A desire to see more clearly colours the poems in Alice Kavounas’ collection One Step at a Time as they migrate, via the Prague Spring and the Coachella Valley, from 19th Century Turkey to ‘the ancient ophiolitic ground’ of present-day Cornwall. Kavounas is driven by an ‘obsession for observation’ and displays a very fine attention to detail. But birds remind her repeatedly of her shortsightedness, and she marvels at their more far-reaching vision. She says of the owl in particular:
Even Athena needed an owl
to help her see the truth.
Why not me, here on earth?
Athena’s presence in these lines is no accident; given Kavounas’ Greek heritage, her mention of the goddess hints at her conviction that close attention to the past will reward us with wisdom. Much like the
deep sea diver
whose ocean floor exploratory
has yielded ancient wrecks, glittering treasures.
A careful interest in—or rather a reverence for—the past, guides many of the journeys Kavounas makes in these poems. Her curiosity ranges from personal to political, from the microscopic to the monumental; often, it examines the interplay between the two. Of her father’s hometown Aivali, Turkey, where 150,000 ethnic Greeks were violently persecuted in the First World War, and to which, we learn, he was never to return once he had been driven out:
Somewhere in that hinterland is more than just your farm.
That vast expanse conceals the bodies of your parents
left to die along with all who stumbled to their death
their bloodline tracing forward into future generations
extending back, and back – like all these criss-crossing lines
on this wrinkled map.
This sense of movement (‘I’ve always been nomadic’) and, in particular, uprooting (‘Blown south by instinct, chance / and circumstance’) is pervasive.

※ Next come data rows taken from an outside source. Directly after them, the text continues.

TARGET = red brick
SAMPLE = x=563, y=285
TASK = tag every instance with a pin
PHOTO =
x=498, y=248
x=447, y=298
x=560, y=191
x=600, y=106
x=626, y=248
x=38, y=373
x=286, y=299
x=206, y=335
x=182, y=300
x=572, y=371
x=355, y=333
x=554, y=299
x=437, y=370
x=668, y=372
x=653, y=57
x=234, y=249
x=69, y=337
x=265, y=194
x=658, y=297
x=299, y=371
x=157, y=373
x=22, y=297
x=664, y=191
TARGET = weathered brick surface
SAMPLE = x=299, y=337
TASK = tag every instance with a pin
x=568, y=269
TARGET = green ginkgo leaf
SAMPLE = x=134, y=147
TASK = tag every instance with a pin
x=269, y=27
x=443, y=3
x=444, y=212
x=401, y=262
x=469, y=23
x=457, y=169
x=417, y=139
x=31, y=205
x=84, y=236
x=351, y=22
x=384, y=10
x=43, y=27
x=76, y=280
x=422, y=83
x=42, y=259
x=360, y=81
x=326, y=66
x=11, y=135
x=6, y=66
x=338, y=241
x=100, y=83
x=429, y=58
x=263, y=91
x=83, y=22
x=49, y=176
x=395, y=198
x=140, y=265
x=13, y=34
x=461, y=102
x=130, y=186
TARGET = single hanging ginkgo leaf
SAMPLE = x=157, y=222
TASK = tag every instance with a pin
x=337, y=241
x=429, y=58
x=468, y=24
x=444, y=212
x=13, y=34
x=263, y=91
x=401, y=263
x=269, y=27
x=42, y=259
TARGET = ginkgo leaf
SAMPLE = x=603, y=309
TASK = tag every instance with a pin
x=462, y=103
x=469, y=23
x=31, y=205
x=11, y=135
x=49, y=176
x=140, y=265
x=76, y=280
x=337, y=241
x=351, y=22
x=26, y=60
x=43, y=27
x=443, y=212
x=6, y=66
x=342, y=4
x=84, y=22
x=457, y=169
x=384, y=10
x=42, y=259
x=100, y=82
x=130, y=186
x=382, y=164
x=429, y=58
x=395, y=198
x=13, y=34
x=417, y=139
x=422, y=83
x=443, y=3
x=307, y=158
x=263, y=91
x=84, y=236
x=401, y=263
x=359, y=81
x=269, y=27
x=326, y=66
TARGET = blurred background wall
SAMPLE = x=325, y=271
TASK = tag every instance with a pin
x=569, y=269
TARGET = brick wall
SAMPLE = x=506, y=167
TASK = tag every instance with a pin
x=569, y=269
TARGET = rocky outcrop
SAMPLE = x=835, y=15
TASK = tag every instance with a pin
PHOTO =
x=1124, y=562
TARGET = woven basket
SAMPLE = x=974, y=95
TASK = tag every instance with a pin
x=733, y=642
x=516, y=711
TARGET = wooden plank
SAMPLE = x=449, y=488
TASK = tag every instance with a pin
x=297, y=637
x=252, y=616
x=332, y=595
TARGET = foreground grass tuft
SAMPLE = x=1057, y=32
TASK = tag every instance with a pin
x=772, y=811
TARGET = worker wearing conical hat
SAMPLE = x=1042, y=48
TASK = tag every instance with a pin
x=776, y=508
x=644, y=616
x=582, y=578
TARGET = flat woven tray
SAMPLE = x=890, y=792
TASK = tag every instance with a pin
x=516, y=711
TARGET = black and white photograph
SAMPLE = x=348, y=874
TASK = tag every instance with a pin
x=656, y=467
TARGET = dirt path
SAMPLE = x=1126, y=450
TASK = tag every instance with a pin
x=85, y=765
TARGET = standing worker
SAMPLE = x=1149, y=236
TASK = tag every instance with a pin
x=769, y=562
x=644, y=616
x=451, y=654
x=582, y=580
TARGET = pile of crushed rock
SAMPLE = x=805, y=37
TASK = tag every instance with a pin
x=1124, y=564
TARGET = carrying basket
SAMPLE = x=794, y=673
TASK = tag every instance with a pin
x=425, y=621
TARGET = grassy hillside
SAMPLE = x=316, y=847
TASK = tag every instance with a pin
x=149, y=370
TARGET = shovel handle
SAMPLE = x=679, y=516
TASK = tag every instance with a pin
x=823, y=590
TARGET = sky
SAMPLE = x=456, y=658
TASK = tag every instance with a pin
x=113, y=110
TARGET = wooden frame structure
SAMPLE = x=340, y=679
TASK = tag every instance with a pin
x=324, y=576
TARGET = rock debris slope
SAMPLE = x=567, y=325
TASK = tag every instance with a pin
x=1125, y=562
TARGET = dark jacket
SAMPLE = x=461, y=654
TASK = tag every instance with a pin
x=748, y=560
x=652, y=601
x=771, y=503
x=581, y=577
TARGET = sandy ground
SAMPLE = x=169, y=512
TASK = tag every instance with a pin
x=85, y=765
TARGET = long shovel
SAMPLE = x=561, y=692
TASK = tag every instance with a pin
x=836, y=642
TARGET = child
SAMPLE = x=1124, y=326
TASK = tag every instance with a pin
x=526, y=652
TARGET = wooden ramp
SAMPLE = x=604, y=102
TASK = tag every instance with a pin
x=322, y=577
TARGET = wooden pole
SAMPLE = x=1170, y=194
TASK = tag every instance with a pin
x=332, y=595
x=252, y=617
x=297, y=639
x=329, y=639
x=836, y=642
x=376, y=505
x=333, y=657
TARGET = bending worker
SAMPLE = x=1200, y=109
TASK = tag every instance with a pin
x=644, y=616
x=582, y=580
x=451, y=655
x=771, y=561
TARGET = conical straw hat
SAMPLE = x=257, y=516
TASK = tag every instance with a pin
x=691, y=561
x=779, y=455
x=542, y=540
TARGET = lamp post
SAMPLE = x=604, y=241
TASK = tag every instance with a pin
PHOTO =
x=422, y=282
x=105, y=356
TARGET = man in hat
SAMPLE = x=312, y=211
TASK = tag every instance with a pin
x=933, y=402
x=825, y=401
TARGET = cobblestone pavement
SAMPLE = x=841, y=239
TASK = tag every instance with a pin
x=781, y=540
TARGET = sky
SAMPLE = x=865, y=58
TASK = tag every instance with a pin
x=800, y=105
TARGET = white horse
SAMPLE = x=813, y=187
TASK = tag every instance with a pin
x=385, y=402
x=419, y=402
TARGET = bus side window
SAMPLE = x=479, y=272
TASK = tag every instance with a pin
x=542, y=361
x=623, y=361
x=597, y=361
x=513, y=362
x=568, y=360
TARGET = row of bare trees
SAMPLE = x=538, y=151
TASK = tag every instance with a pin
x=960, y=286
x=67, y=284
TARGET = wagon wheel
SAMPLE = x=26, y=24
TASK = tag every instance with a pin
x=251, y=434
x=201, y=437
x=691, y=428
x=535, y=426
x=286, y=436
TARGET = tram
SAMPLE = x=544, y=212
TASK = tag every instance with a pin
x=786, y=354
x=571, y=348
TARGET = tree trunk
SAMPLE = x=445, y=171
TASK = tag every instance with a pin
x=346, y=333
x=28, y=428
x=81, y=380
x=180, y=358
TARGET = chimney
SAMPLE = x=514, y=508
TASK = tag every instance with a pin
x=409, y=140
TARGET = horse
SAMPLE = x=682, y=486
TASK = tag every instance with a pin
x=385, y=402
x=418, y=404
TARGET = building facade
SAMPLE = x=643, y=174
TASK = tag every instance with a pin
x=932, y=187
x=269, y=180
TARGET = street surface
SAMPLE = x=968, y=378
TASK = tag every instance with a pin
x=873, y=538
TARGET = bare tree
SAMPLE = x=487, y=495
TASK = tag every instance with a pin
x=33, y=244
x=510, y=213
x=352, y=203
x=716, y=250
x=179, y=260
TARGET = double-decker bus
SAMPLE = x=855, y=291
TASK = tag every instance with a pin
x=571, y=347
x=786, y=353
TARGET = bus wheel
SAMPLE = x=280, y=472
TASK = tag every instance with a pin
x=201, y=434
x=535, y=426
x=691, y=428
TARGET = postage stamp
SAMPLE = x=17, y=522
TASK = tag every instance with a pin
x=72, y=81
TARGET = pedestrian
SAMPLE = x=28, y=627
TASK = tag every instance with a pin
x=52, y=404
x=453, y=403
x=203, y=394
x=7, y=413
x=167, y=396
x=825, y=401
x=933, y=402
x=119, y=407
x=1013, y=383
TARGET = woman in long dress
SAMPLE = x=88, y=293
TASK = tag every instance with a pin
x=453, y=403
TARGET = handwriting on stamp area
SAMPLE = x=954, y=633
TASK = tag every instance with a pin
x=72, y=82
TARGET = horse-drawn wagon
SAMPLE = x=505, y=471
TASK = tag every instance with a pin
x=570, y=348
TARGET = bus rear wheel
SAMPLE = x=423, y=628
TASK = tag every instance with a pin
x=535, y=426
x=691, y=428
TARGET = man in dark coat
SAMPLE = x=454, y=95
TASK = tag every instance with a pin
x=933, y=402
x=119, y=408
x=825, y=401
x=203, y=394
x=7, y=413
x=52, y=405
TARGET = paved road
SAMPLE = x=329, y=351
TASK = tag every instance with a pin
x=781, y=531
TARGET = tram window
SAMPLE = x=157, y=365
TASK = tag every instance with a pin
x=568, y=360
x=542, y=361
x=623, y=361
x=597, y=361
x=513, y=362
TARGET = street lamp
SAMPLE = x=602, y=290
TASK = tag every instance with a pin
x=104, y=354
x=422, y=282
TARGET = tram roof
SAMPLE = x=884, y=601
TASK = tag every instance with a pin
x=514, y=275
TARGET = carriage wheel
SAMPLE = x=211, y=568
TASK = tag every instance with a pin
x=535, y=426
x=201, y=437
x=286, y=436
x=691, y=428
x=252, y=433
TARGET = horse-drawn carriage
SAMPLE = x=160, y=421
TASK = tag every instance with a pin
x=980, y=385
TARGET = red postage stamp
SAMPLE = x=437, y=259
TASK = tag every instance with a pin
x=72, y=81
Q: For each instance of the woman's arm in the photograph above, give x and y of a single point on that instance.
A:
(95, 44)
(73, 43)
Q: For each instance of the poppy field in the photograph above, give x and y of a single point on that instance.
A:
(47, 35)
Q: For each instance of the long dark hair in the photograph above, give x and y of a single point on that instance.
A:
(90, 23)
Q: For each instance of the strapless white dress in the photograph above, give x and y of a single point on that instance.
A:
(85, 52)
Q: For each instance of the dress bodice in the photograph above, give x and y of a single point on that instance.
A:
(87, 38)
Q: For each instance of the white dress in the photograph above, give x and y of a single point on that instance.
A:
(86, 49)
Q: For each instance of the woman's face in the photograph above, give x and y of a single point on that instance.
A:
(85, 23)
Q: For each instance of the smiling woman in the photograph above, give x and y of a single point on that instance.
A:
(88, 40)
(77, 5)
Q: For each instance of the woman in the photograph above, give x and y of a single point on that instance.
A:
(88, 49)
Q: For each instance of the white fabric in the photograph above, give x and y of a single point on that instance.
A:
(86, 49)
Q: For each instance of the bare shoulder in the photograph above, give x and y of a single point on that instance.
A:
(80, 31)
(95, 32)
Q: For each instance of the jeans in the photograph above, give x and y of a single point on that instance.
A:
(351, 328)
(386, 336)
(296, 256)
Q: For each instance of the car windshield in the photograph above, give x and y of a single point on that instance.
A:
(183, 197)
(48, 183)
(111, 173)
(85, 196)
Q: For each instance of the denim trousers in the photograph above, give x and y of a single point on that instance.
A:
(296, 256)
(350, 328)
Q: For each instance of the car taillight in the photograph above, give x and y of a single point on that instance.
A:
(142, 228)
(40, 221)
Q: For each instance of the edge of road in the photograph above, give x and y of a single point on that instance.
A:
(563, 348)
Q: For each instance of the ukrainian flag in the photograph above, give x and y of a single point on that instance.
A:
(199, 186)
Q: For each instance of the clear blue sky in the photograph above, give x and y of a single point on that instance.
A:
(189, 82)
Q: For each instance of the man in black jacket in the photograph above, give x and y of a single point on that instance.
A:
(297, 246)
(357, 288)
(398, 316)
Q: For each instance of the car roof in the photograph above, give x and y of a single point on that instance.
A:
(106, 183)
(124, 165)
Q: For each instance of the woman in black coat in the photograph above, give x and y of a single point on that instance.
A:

But Kavounas’ backward glance, her refusal to forget, is searching and considered. It is occasionally too personal but never nostalgic. She is aware, too, of the dangers, of the more harmful ways in which such a refusal might manifest. A friend’s mother exhumes her collection of fur coats from a refrigerator:
The alphabetic order of it all, the idea that this roll call of the wild
would somehow revive her, or at the very least, that these ghosts
of creatures, trapped in the desert, could offer comfort.
One for each day of the week, she whispered, almost to herself
What other consequences come of all this movement and contingency? For Kavounas, they raise questions of who she is and how to cross the gap between herself and other people. It is the latter she stresses most. There are desperate breakdowns in communication—with a brother, with a lover—that may or not be recovered; there is grief for a father who could never return home; and there is simple disappearance (‘utterly unforgettable people / who insist on vanishing before my waking eye’). But there is also something stoic, even hopeful, that Kavounas threads into the seams of her sentences, that remains despite all she sees in the past, and which turns our heads from yesterday to today; and also, to tomorrow.